Our family watched the Passion of the Christ last night. It was the first time Ivy and Ellie had seen it. So graphic, so violent, so wicked – it’s very difficult to keep my eyes open and visually experience the torture Christ endured. With tears streaming down my face, I found myself murmuring over and over, “I’m so sorry, Lord. I’m so sorry.” My sin caused this, His pain. His agony was necessary to redeem my soul. It’s beyond my understanding. How did He restrain Himself? How did He keep from wiping out His accusers, those who bore false witness against Him, those who struck Him, spit upon Him, beat and whipped Him and eventually nailed Him to the cross?
Isaiah says that, “Like a lamb that is led to the slaughter, and like a sheep that is silent before its shearers, so He did not open His mouth.” Just think, if He had opened His mouth. That same voice that spoke the worlds into being, that brought life from nothing, that same powerful mouth remained silent. When Jesus speaks, His words create. No idle word ever proceeds from His lips. His words do not return void. Surely He kept silent in that moment for you and for me. Any phrase or syllable He may have uttered would have sprung to life. And don’t you know, that tempted in every way just as we are, He must have been prodded by satan to retaliate. To set them straight. To put them in their place. To stop the brutality. But He remained silent.
In the garden, Jesus is arrested and all of the disciples scatter. They flee for their lives. They run from the One who is Life in a fearful, futile attempt to save their own necks, to protect a temporary body that will one day surely die.
Just hours before, during the Passover supper, Jesus said to these men, “You are those who have stood by Me in My trials” (Luke 22:28). Did He not know they would desert Him at His hour of greatest need? Yes, He knew. In that same passage in Luke, just three verses after Jesus makes that statement, He warns Peter of satan’s desire to sift him like wheat – a reference to Peter’s denials before the rooster crowed.

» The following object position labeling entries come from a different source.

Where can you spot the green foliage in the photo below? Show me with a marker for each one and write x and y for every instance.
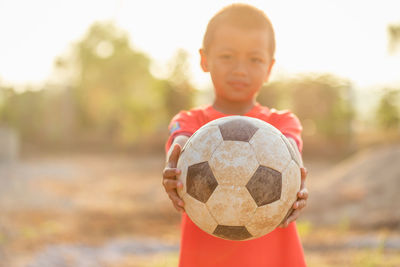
(179, 93)
(105, 94)
(323, 100)
(388, 111)
(114, 90)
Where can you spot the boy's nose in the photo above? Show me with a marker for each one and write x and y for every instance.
(239, 69)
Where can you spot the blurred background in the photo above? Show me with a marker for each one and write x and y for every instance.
(87, 89)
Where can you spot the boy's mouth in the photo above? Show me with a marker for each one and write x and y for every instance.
(238, 84)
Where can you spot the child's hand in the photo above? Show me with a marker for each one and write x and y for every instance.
(301, 202)
(169, 178)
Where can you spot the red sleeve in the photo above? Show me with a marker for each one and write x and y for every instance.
(183, 123)
(289, 125)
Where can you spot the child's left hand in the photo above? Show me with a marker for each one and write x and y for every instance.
(301, 202)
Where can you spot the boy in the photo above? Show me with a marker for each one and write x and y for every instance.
(238, 52)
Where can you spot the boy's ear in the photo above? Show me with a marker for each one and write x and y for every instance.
(203, 60)
(269, 70)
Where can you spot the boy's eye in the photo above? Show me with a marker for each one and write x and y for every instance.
(257, 60)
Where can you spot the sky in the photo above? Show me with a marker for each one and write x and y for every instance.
(346, 38)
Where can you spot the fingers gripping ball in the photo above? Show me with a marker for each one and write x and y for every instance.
(240, 177)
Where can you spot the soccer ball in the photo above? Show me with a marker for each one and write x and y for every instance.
(240, 177)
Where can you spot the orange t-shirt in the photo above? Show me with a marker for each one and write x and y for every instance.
(281, 247)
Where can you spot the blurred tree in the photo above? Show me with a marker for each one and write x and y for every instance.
(327, 101)
(179, 92)
(324, 105)
(116, 96)
(388, 111)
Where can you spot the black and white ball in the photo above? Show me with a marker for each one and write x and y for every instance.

Even in their failings He remained faithful. Jesus looked at His followers and saw them for who they would become because of His death. They were destined to be men of courage, world-changers, ambassadors for God’s glory, but Christ’s death had to come first.
Jesus death, His sacrifice, His payment, changed everything! Thank You, Jesus, for enduring the cross and despising its shame. Thank You for humbling Yourself and becoming obedient to death, even death on a cross. Thank You for remaining silent in that moment. Thank You for dying so we might live!